Just be careful with some scenario similar to this one
Thread 1: my_container = docker.run(..., detach=True)
...
# my_container finishes
...
Thread 2: docker.container.prune()
...
Thread 1: docker.logs(my_container) # will fail because the container was removed by thread 2
In the end, unless you use this type of logic in your code, Python-on-whales is safe to use with multithreading and multiprocessing.
The Docker CLI
Python-on-whales needs the Docker CLI to work (unlike docker-py).
Most of the time, users already have the CLI installed on their machines. It's possible to
verify that the CLI is there by doing docker --help
in the command line.
Sometimes, the CLI might not be available on the system, it can happen if you want to control
Docker from within a container with -v /var/run/docker.sock:/var/run/docker.sock
, or if you
want to connect to a remote daemon with the host
argument.
In this case, when using python-on-whales, the CLI will be downloaded automatically (it's a single binary), and will be put in
pathlib.Path.home() / ".cache/python-on-whales/docker"
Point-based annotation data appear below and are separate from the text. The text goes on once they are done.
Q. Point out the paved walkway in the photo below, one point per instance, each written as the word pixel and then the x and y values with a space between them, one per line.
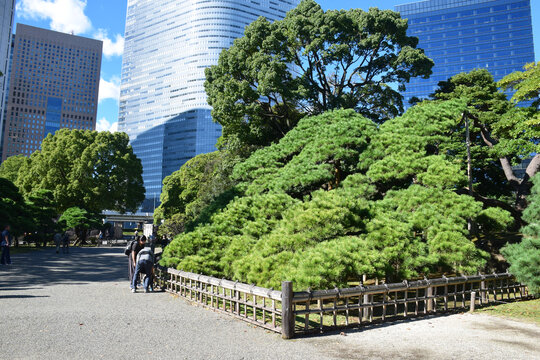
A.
pixel 79 306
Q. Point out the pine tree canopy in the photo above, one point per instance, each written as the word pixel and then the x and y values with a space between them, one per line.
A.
pixel 338 197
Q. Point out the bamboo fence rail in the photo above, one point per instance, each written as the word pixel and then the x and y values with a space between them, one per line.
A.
pixel 292 313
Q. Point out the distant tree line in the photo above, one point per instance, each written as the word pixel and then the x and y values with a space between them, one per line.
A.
pixel 66 184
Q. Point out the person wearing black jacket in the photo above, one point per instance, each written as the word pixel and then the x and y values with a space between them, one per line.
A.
pixel 136 247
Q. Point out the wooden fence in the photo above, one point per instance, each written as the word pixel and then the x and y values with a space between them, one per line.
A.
pixel 256 305
pixel 291 313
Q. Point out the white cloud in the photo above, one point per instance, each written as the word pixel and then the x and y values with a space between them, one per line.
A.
pixel 65 15
pixel 104 125
pixel 109 89
pixel 111 47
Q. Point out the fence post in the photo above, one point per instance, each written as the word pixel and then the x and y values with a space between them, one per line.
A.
pixel 429 300
pixel 287 313
pixel 483 296
pixel 365 310
pixel 473 300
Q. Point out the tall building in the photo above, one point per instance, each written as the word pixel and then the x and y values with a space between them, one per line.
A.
pixel 462 35
pixel 163 107
pixel 7 8
pixel 54 83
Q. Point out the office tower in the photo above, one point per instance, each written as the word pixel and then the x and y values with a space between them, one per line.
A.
pixel 7 8
pixel 168 45
pixel 54 83
pixel 462 35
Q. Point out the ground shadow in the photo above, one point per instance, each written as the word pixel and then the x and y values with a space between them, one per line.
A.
pixel 21 296
pixel 80 266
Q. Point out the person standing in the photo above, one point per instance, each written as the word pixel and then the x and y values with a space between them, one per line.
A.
pixel 145 265
pixel 5 243
pixel 135 248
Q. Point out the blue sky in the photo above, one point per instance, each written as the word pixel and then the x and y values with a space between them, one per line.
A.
pixel 105 19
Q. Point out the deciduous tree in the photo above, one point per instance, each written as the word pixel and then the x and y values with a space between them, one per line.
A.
pixel 93 170
pixel 9 169
pixel 524 258
pixel 310 62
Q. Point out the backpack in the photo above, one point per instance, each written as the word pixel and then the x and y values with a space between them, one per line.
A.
pixel 127 250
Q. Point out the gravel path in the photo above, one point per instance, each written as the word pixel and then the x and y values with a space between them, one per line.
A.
pixel 79 306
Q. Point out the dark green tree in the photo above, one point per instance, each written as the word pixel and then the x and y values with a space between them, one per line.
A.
pixel 43 211
pixel 93 170
pixel 80 221
pixel 338 197
pixel 13 209
pixel 310 62
pixel 526 84
pixel 9 169
pixel 501 136
pixel 188 192
pixel 524 257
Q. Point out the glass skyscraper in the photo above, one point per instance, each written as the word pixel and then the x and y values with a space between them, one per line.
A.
pixel 53 84
pixel 168 45
pixel 7 8
pixel 462 35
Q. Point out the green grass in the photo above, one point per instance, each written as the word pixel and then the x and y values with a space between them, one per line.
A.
pixel 523 310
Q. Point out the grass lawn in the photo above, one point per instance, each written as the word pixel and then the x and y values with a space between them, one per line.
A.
pixel 522 310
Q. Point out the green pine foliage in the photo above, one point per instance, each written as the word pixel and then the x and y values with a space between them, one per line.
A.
pixel 338 197
pixel 319 153
pixel 524 257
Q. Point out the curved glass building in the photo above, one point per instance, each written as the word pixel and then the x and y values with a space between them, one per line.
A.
pixel 163 107
pixel 462 35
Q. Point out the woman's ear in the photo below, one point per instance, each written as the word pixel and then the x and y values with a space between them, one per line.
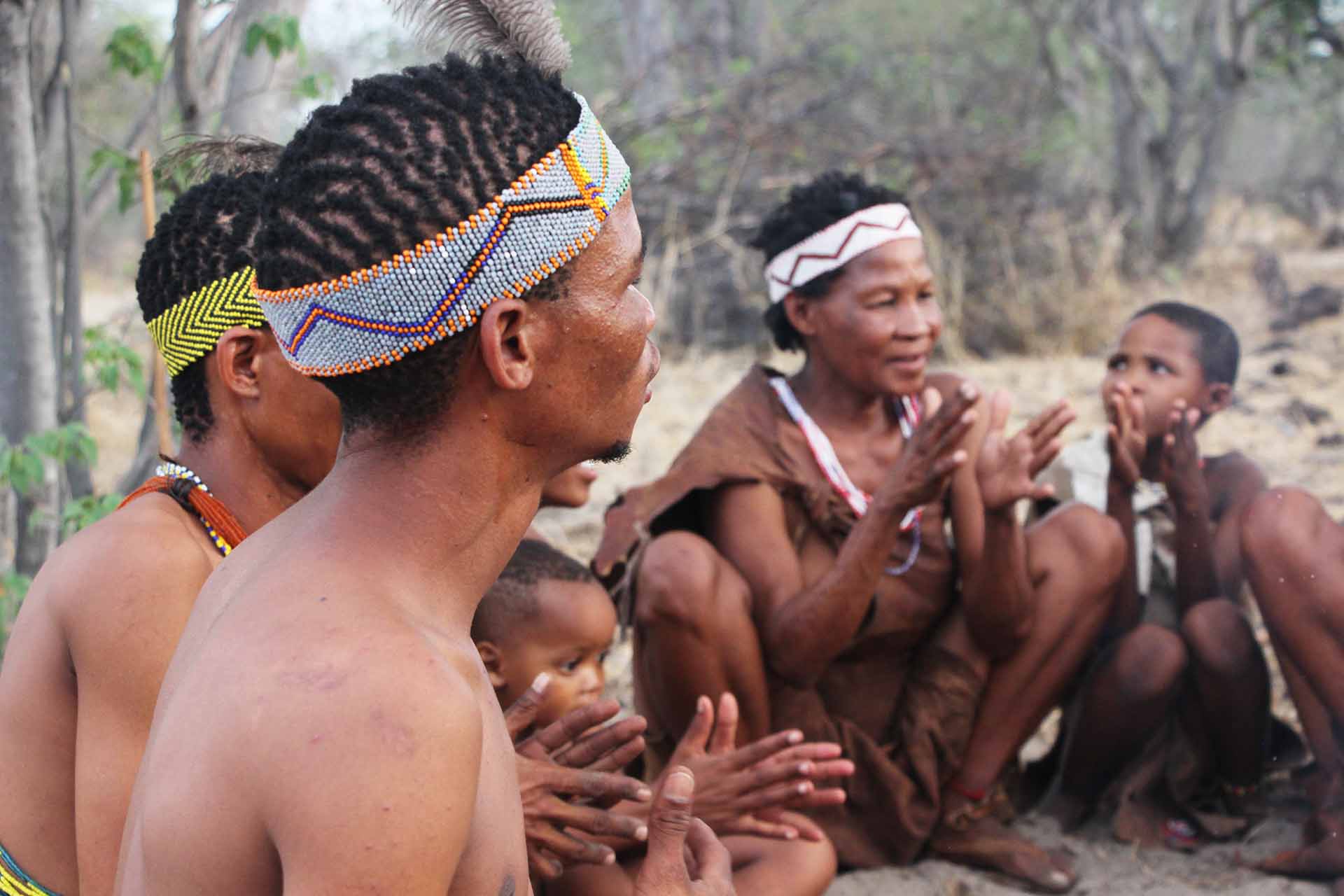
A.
pixel 507 332
pixel 493 662
pixel 800 314
pixel 235 359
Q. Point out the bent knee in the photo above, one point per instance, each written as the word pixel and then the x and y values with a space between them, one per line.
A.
pixel 1091 540
pixel 683 580
pixel 804 867
pixel 1281 523
pixel 1149 663
pixel 1221 638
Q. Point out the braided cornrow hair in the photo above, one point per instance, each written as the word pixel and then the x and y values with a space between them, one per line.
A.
pixel 809 209
pixel 207 234
pixel 400 159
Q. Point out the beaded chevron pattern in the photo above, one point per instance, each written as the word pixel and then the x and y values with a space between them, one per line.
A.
pixel 375 316
pixel 192 327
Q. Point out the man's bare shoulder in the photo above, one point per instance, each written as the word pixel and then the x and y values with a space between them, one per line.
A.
pixel 386 736
pixel 122 570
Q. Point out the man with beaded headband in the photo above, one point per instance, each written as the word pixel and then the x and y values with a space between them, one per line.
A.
pixel 797 551
pixel 452 250
pixel 99 626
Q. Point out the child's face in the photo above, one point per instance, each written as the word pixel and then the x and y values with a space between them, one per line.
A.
pixel 1160 363
pixel 568 640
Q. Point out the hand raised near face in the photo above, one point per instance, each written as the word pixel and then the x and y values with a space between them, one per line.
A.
pixel 925 466
pixel 1126 435
pixel 1007 468
pixel 561 764
pixel 1180 465
pixel 685 856
pixel 739 789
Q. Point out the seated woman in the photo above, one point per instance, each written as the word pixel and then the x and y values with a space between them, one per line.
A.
pixel 797 554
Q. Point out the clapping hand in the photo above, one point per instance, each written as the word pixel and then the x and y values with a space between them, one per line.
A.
pixel 570 761
pixel 685 856
pixel 925 466
pixel 1007 468
pixel 743 790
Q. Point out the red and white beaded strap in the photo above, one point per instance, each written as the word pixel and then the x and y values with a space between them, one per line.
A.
pixel 825 453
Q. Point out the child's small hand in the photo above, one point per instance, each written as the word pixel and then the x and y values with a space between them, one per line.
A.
pixel 1126 437
pixel 1180 464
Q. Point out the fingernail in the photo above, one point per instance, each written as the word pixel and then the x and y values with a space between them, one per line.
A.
pixel 680 785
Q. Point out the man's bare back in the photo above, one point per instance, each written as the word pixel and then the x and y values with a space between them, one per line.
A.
pixel 81 673
pixel 304 673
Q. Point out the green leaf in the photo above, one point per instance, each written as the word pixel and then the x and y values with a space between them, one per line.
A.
pixel 112 362
pixel 132 50
pixel 254 35
pixel 86 511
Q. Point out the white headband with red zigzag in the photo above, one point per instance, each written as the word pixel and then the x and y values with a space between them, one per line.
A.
pixel 832 246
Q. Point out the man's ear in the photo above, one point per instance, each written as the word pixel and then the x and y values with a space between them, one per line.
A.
pixel 800 314
pixel 493 662
pixel 1217 398
pixel 237 358
pixel 507 333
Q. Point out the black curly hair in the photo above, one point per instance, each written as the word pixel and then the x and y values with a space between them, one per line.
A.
pixel 207 234
pixel 512 599
pixel 1219 351
pixel 396 162
pixel 809 209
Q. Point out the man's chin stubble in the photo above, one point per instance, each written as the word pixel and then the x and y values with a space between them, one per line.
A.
pixel 616 453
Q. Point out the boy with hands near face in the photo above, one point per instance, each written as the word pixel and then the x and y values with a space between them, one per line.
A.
pixel 1182 650
pixel 542 631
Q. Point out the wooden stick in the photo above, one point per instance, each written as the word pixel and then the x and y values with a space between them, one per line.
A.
pixel 159 372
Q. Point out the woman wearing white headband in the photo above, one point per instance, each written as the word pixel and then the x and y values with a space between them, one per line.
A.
pixel 803 556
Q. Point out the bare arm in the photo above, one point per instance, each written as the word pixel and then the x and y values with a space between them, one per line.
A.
pixel 122 626
pixel 1208 556
pixel 996 580
pixel 804 628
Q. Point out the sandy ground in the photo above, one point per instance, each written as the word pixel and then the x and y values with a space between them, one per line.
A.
pixel 1269 422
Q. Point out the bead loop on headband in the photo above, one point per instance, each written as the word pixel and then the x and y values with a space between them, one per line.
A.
pixel 375 316
pixel 834 246
pixel 191 327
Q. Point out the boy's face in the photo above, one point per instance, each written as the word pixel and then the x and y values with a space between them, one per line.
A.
pixel 1160 363
pixel 568 640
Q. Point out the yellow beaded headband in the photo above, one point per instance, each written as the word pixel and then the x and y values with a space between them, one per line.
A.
pixel 191 328
pixel 377 316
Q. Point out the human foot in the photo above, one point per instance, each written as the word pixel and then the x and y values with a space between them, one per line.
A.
pixel 1322 859
pixel 969 834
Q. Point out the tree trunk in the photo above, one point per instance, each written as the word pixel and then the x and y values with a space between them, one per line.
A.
pixel 645 57
pixel 27 365
pixel 254 104
pixel 78 477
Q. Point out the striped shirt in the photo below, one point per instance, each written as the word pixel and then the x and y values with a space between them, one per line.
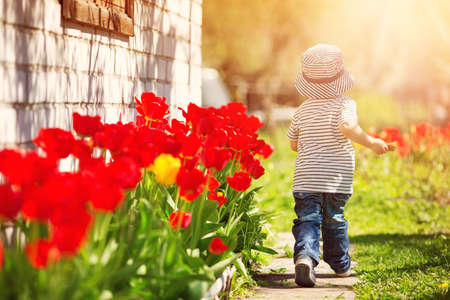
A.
pixel 326 159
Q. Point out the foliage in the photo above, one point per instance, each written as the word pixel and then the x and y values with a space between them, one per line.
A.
pixel 229 27
pixel 393 113
pixel 152 211
pixel 398 217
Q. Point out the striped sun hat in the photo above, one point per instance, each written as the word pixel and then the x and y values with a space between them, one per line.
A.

Since it's not in the PATH and was not downloaded with the package manager, it's only seen and used by python-on-whales.
If you want to trigger the download manually (to avoid downloading the CLI at runtime), you can run from your shell:
python-on-whales download-cli
Handling an unavailable client
Trying to use Python-on-whales when it cannot find or download a Docker client binary
will trigger a python_on_whales.ClientNotFoundError
. You can use a try-except around
a first docker.ps()
call to handle the case when Python-on-whales won't work.